Als Lieferant für organische Chemie bieten wir eine breite Palette von gesättigten und ungesättigten Produkten auf Kohlenwasserstoffbasis an. Zum Beispiel haben wir Produkte wieCAS 100366 - 66 - 3 | 6,6 - Dibrom - 2,2: 6,2 - TerpyridinAnwesendCAS 142946 - 80 - 3 | 5- (Trifluormethyl) -2 - [5- (Trifluormethyl) pyridin - 2 - yl] Pyridin, UndCAS: 14036 - 06 - 7 Diethoxymethylacetat.

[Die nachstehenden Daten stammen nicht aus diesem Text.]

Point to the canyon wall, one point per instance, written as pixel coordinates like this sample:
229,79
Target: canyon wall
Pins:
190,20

Diese Produkte können in verschiedenen Forschungs- und industriellen Anwendungen wie organischer Synthese, pharmazeutischer Entwicklung und Materialwissenschaft verwendet werden.
Wenn Sie nach hochwertigen organischen Verbindungen suchen, unabhängig davon, ob sie gesättigte oder ungesättigte Kohlenwasserstoffe sind, sind wir hier, um Ihnen zu helfen. Unser Expertenteam kann Ihnen detaillierte Informationen über die Produkte, ihre Eigenschaften und Anwendungen zur Verfügung stellen. Wir können auch maßgeschneiderte Lösungen basierend auf Ihren spezifischen Anforderungen anbieten. Wenn Sie daran interessiert sind, eines unserer Produkte zu kaufen oder Fragen zu haben, können Sie uns gerne für eine Beschaffungsdiskussion kontaktieren.
Referenzen
- McMurry, J. (2012). Organische Chemie. Brooks/Cole, Cengage Learning.
- Wade, LG (2013). Organische Chemie. Pearson Ausbildung.
- Clayden, J., Greeves, N., Warren, S. & Wothers, P. (2012). Organische Chemie. Oxford University Press.